El precio a pagar por seguir el fast-fashion

by Miriam Mora,

Livia Firth
Livia Firth visitando el Rana Plaza de Bangladesh.

No es nada nuevo que los medios se hagan eco de lo perjudicial que es la industria del fast fashion. Una industria valorada en muchos ceros pero con graves consecuencias medioambientales, sociales y en última instancia, en la creatividad en el mundo de la moda, que muchas veces brilla por su ausencia y es reemplazada por un seguimiento desenfrenado de tendencias. Numerosos colectivos y personas individuales alzan su voz para frenar esta práctica o al menos para concienciar a otros sobre sus nocivos efectos. “Sí, estoy haciendo ruido. Me estoy abriendo camino” confiesa Hoda Katebi, bloguera e influencer iraní detrás de JooJooAzad.com.

 
En el marco de la Semana de la Tierra, la activista eco-fashion Livia Firth explora para Teen Vogue el impacto medioambiental de consumir productos de la industria del fast-fashion. Firth relata la cara menos amable de la moda, aquella que todos conocemos pero que miramos hacia otro lado mientras adquirimos un nuevo pantalón de 15 euros. Lo que no nos cuestionamos –al menos en el momento de la compra- es quién paga el coste real del producto que acabamos de adquirir a un precio irrisorio. A pesar de ver como miles de personas murieron hace tres años en el complejo Rana Plaza en Bangladesh y de conocer a través de muchísimos documentales la realidad del día a día de estas personas, no hacemos nada por detener esta situación. Mientras las grandes corporaciones que siguen una filosofía empresarial dudosamente ética siguen acumulando ceros en sus cuentas, el resto seguimos alimentando esta situación.

vertedero
Ropa desechada en un vertedero.

Viendo la situación en la que se encuentra el sector, algunas de estas empresas han decidido apostar por explotar una imagen green, ya sea a través de colecciones cápsula como con otro tipo de acciones, que no dejan de ser insuficientes en temas ecológicos a pesar de que vendan totalmente lo opuesto.
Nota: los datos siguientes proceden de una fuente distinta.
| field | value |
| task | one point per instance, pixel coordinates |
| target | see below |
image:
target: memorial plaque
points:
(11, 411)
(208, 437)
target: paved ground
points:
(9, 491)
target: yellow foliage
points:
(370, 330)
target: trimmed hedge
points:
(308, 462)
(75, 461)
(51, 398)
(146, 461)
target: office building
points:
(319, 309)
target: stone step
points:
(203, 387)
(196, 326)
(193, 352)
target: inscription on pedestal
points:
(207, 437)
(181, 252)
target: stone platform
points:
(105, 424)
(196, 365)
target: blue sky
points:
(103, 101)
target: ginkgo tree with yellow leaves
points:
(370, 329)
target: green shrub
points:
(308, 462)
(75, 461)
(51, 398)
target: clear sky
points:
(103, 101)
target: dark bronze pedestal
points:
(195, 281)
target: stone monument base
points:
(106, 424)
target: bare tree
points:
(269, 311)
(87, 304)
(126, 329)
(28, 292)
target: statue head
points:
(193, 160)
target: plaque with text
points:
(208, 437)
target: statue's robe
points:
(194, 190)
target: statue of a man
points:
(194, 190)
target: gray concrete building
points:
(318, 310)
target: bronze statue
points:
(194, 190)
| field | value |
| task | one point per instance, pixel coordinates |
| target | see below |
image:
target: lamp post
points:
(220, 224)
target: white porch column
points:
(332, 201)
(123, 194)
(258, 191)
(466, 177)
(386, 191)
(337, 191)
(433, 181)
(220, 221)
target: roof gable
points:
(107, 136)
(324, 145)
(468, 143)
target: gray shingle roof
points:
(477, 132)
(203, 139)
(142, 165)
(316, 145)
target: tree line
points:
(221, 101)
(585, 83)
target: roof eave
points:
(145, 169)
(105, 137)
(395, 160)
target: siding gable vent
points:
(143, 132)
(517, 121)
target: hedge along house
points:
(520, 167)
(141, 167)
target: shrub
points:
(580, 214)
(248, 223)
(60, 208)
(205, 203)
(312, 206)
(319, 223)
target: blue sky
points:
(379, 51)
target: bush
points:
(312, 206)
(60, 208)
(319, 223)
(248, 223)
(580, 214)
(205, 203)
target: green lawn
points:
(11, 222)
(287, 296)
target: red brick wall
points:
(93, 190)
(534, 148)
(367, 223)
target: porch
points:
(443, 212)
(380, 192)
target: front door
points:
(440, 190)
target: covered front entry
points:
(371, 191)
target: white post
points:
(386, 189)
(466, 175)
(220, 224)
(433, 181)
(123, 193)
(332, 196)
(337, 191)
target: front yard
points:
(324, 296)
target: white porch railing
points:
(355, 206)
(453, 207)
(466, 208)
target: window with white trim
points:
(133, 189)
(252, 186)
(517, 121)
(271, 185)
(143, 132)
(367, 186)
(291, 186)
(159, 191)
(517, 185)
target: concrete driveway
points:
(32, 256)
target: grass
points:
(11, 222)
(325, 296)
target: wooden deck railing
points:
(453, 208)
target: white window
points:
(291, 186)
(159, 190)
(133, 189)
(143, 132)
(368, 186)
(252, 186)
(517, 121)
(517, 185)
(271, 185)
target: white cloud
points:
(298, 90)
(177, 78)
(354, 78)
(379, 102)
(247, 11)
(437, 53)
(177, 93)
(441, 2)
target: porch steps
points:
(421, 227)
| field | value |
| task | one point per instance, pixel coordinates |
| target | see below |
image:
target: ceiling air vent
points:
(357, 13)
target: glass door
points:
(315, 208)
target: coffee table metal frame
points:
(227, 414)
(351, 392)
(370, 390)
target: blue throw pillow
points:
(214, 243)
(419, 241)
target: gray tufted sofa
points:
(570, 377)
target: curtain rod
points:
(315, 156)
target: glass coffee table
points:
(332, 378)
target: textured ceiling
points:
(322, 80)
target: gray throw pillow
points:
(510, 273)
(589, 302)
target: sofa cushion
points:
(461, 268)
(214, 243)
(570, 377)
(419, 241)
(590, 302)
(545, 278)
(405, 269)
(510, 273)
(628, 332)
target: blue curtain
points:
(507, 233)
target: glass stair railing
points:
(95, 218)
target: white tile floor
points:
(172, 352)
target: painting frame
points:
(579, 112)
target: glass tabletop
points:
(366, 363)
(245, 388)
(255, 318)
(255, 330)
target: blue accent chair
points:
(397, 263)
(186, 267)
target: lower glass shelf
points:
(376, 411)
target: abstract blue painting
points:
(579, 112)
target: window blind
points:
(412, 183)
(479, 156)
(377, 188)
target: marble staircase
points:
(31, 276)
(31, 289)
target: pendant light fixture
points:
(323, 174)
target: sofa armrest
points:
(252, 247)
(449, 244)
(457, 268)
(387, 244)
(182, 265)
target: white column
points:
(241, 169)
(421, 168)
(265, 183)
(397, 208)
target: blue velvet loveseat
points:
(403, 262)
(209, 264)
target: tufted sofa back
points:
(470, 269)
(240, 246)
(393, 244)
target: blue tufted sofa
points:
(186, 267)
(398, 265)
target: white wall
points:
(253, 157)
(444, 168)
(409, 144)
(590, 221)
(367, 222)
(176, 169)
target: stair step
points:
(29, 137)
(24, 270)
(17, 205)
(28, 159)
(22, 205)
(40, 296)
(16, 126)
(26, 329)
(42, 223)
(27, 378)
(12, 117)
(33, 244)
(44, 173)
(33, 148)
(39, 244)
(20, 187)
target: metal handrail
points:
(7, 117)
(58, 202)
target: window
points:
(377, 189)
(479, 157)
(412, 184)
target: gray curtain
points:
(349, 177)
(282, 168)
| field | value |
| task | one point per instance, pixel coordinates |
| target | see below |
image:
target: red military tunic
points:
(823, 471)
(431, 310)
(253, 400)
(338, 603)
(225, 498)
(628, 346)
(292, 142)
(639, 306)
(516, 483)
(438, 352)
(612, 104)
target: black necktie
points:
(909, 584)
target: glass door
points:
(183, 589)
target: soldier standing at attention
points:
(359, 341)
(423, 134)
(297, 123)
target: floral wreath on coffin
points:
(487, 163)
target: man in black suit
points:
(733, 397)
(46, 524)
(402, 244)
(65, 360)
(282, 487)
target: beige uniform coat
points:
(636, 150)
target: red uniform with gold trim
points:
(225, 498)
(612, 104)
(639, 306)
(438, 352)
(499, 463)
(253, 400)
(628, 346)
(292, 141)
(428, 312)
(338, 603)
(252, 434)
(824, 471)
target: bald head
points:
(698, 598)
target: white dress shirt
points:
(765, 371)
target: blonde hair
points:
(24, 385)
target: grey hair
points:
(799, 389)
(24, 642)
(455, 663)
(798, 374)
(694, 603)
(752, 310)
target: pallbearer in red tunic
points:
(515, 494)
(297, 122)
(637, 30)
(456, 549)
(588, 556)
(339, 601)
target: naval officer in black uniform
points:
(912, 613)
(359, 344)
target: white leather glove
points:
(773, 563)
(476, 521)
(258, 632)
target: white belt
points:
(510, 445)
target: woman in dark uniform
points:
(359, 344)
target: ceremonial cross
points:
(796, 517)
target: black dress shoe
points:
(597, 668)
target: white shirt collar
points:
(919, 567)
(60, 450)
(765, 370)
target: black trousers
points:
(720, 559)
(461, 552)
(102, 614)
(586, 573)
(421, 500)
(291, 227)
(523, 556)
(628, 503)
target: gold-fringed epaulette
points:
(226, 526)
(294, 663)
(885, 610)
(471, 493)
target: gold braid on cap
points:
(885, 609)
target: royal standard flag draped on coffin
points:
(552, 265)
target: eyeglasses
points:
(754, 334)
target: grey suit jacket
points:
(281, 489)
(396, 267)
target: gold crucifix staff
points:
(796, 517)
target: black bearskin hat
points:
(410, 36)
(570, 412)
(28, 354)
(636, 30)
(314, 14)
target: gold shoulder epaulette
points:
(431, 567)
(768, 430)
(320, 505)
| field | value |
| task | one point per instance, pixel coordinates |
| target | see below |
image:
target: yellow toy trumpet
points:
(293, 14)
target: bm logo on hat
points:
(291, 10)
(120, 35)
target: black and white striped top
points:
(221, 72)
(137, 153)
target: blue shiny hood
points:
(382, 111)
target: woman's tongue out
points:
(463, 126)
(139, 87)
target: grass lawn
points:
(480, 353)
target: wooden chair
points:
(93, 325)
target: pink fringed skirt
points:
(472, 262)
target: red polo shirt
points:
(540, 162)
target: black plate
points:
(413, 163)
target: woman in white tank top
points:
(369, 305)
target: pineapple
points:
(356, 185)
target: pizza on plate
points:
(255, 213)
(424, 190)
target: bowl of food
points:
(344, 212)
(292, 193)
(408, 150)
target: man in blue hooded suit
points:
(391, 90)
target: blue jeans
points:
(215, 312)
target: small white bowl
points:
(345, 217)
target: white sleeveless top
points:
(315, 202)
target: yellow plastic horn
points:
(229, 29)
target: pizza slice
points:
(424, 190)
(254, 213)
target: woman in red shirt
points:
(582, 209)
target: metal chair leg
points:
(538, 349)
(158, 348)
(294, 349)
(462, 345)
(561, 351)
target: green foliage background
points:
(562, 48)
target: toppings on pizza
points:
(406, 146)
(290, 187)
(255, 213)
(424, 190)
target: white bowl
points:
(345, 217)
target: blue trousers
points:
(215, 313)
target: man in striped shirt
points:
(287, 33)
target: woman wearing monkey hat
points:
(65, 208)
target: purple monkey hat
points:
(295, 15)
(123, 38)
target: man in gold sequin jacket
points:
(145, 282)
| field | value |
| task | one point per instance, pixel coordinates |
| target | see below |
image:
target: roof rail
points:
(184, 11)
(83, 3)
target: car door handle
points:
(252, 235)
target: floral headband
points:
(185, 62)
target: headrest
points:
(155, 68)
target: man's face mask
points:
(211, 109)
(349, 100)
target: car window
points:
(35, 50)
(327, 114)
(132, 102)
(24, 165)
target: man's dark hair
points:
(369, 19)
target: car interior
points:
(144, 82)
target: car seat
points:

A pesar de que lancen una colección hecha con materiales orgánicos, el volumen de productos no orgánicos supone más de la mitad de la producción total de la compañía. Si además de eso sumamos que muchas de esas prendas acabaran en un vertedero, el problema sigue estando ahí. Como simplifica el reportero Marc Bain “un vertedero a rebosar de algodón orgánico sigue siendo un vertedero a rebosar”.

 
El único consuelo que nos queda ante esta situación es saber que no estamos solos ante este drama y que cada vez son más las personas que alzan sus voces para que algún día la moda ética y ecológica impere en esta industria.